I think it’s a collection of things and you touched upon some of them.

  1. Inconsistency of Irvin and Walton. Irvin is approaching 100 games played at Michigan, Walton is up over 80. We understand Levert has been out but as the saying goes this is when you need your best players to be your best players. Walton has had some very good moments eg. Maryland in the 2nd half, Minnesota. The are other times where he has been a complete no show Xavier, UConn, Purdue, Iowa, Indiana, MSU. You can’t have that many no shows when the ball is in your hand that much. Irvin is coming off back surgery but some of his inconsistencies come back to lack of agility/quickness, not the most consistent shooter either.

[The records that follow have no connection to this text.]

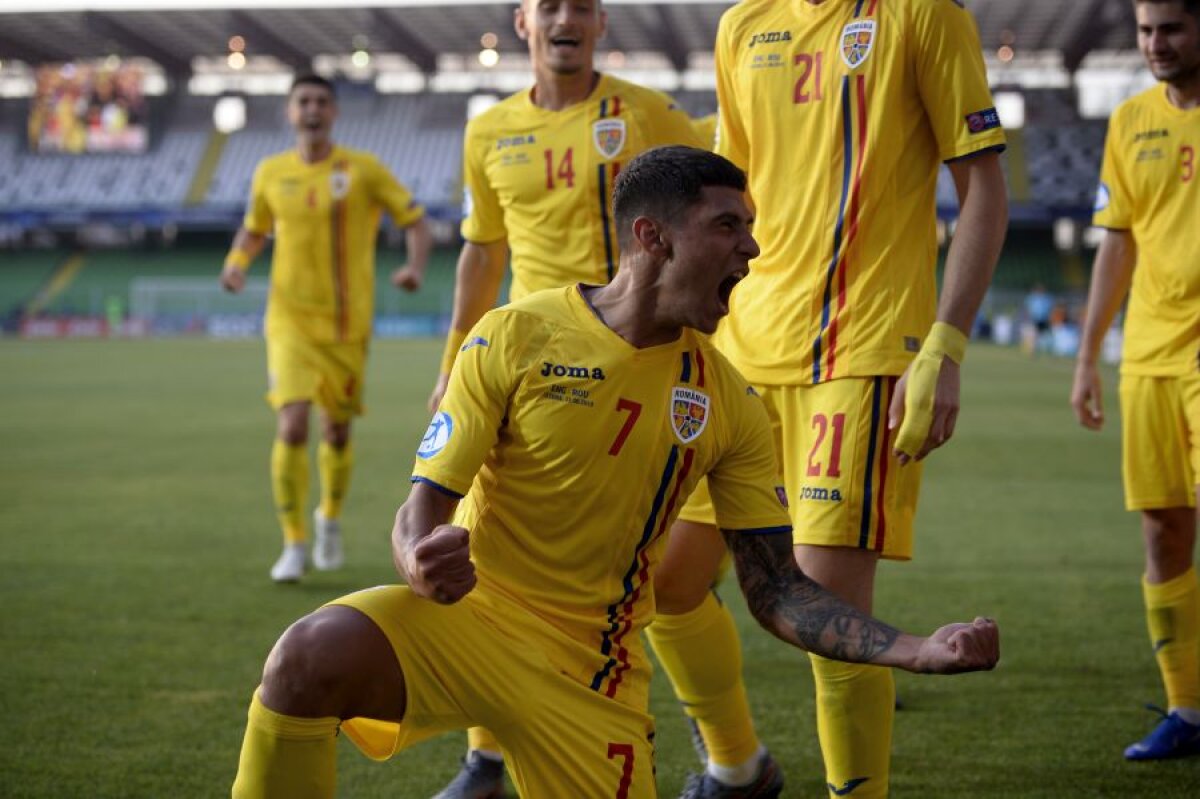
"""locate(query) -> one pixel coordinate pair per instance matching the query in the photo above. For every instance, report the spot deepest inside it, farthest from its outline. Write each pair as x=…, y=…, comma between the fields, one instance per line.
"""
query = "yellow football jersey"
x=840, y=113
x=543, y=179
x=575, y=452
x=1149, y=185
x=325, y=217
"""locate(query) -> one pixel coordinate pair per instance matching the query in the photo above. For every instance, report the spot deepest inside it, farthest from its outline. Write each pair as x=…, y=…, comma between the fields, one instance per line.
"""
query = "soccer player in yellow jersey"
x=574, y=425
x=323, y=203
x=841, y=112
x=538, y=170
x=1149, y=203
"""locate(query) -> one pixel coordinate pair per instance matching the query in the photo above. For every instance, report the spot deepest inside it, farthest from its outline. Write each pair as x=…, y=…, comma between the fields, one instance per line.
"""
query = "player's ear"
x=519, y=22
x=648, y=234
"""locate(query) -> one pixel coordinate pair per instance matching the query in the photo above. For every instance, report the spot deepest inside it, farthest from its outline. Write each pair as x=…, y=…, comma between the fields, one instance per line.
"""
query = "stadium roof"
x=297, y=30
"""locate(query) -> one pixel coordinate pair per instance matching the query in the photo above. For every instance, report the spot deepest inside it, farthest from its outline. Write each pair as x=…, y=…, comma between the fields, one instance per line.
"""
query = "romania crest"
x=857, y=38
x=609, y=136
x=689, y=413
x=339, y=182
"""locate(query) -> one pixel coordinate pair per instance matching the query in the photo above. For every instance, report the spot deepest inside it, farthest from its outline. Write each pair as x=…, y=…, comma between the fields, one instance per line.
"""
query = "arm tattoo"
x=791, y=606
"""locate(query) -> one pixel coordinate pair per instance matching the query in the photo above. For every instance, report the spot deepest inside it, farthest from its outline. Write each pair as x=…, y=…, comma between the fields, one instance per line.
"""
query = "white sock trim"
x=741, y=774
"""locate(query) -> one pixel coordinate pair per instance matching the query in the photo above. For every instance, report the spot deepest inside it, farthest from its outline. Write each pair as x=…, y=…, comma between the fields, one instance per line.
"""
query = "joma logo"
x=771, y=37
x=579, y=372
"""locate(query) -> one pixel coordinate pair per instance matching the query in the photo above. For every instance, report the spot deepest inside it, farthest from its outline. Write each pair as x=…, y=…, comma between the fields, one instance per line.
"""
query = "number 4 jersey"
x=543, y=179
x=841, y=113
x=575, y=451
x=1149, y=185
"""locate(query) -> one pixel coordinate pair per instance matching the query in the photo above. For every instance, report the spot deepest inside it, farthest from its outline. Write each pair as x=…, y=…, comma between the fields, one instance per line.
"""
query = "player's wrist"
x=946, y=340
x=455, y=340
x=238, y=258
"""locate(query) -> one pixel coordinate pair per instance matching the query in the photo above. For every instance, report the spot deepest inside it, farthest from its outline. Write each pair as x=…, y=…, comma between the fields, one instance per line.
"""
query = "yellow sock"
x=701, y=653
x=1173, y=614
x=483, y=738
x=856, y=706
x=335, y=467
x=289, y=485
x=286, y=756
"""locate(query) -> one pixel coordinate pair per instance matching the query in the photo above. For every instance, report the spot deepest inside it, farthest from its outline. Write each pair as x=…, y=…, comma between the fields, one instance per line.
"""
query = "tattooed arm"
x=792, y=607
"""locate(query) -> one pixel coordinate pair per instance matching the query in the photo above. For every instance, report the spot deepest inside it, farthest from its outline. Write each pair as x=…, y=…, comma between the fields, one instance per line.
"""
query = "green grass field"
x=137, y=532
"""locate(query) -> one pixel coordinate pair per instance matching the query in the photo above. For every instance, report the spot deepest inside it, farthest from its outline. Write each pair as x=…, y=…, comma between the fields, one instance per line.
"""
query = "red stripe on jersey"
x=881, y=517
x=852, y=222
x=643, y=575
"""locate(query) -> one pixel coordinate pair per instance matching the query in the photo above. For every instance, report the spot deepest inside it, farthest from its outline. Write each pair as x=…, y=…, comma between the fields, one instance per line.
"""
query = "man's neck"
x=1185, y=94
x=311, y=151
x=629, y=307
x=558, y=91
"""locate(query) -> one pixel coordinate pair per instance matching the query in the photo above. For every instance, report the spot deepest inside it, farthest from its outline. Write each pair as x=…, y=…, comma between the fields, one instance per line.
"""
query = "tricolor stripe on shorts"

  2. The deterioration of the defense over the years. It wasn’t very good in 2014 but they got away with it due to a prolific offense. Defensive rankings the last 3 years for Ken Pom- 2016-154, 2015-107, 2014-109. There are 3 constants in those past few years Walton/Irvin/Levert have been on every one of those teams, as well Albrecht but he hasn’t played this year really. Hard to be a good defensive team when your PG at the top isn’t the best defensively. Some of this has to do with coaches and players not evolving and adjusting to the new rules. Of course the prior 2 years there wasn’t the directive like there is this year but the D the prior 2 years was still poor.

  3. Lack of development among certain players eg. Chatman, Doyle, and Dawkins. Beilein goes with a short bench as it is and it’s only magnified when 3 of your recruits haven’t developed quickly enough. Coach Sanderson does a great job of getting these guys in good playing shape but what about the skill development? Sanderson isn’t responsible for that end so what are the coaches doing to improve these individual players?

  4. Lack of toughness in general as a characteristic of this team. We saw toughness on display against Purdue but it disappeared against Indiana, MSU, and OSU. It wasn’t existent against Xavier either. This goes back to how they play D, to how a few players consistently go up with soft layups on offense. Irvin is 6’7 and he gets his shot blocked a lot. Toughness a lot of the time can be viewed as how your bigs play well they don’t bring it consistently. I saw Thompson, Giddens, and Tate have their way with everybody down in the post last night that can’t happen. Give a guy credit for a possession here or there but they pretty much owned the post last night.

  5. This one hasn’t been talked about but Beilein needs to change his attitude towards his players in the media. In private I am sure he can let them have it but the message hasn’t been getting through this year it’s clear. He said he refused to get after them after Indiana went on a 25-0 run because they were more shocked. Well how did that go the following game when your biggest rival ran crazy on you at home? Last night we start hearing about fatigue from Walton/Robinson how about discuss the poor shot selection and just being satisfied with shooting 3s? OSU had 6 teams fouls on them with 13 minutes left in the 1st half and you never saw anybody take the ball hard to the basket to create contact. This goes back to the offensive attitude of wanting to rely upon the 3 point shot though.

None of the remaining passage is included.